Using in-memory technology from Spark and scale-out capabilities from Hadoop, the Splice Machine relational database management system (RDBMS) powers new applications and offloads existing Oracle and Teradata databases with 10 to 20 times the performance at one-fourth the cost, said Monte Zweben, co-founder and CEO of Splice machine. The Splice Machine RDBMS runs simultaneous analytical and operational workloads, enabling companies to unlock insights in their big data to make better decisions.
“The reason to open source is clearly a function of today’s marketplace in terms of adoption,” Zweben told eWEEK. “If you’re a proprietary software company, you’re going to be adding a lot more friction to the adoption of your software than any open-source project. So to maximize adoption of our platform, we’re going to go open source.”
However, Zweben notes that the question he asked himself was not whether to go open source, but when. Why now?
“The reason is we’re at that critical tipping point where our product is of sufficient stability, performance and quality, where it’s okay to broaden the group of people contributing to it and building it,” he said.

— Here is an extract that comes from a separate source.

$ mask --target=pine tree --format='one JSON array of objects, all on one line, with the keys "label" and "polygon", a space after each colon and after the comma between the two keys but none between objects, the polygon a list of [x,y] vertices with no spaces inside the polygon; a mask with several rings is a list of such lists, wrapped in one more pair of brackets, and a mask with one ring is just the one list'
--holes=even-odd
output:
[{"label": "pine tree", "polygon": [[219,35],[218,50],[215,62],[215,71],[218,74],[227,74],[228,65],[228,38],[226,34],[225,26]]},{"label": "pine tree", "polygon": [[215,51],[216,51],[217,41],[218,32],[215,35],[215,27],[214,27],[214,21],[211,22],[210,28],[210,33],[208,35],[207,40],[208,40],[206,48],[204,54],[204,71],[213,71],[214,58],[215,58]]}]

Zweben noted that moving to an open-source model also is good for customers because open-sourcing provides an insurance policy for large-scale enterprises. That insurance policy means there isn’t a single vendor that they might get locked into, and there isn’t a single company that might get purchased or change direction. In addition, open-sourcing creates a vibrant community of people with skill sets in the platform that customers can turn to for help and even custom development.
“It’s a way to disperse the risk they took in the former model,” he said. Moreover, opening up a software product means there will be people looking at it, improving it and fixing bugs. “It just becomes a better, higher-quality, more secure, more performant platform,” Zweben added. “It’s safety in numbers.”
The move to open source will greatly ease the process of adopting the Splice Machine database. Up until now, whenever somebody showed interest and downloaded the stand-alone edition, they’d have to talk to a Splice Machine salesperson to get a cluster version of the system to test it at scale.
“This puts them more in the mainstream for emerging database platforms, as the expectation for developers is that the code is open, and for IT, that there is less chance of vendor lock-in,” Tony Baer, principal analyst at Ovum, told eWEEK. “That said, the fact that a product is open source doesn’t mean that developers will monkey with the source code—most won’t. But the expectation is that the platform is out in the open for those to inspect if they want to.”
Splice Machine will offer a free, open-source community edition of its database as well as an enterprise edition. There will be certain features that are only available in the enterprise edition. Those features will be operational features. However, the community edition will not be limited in terms of performance or function.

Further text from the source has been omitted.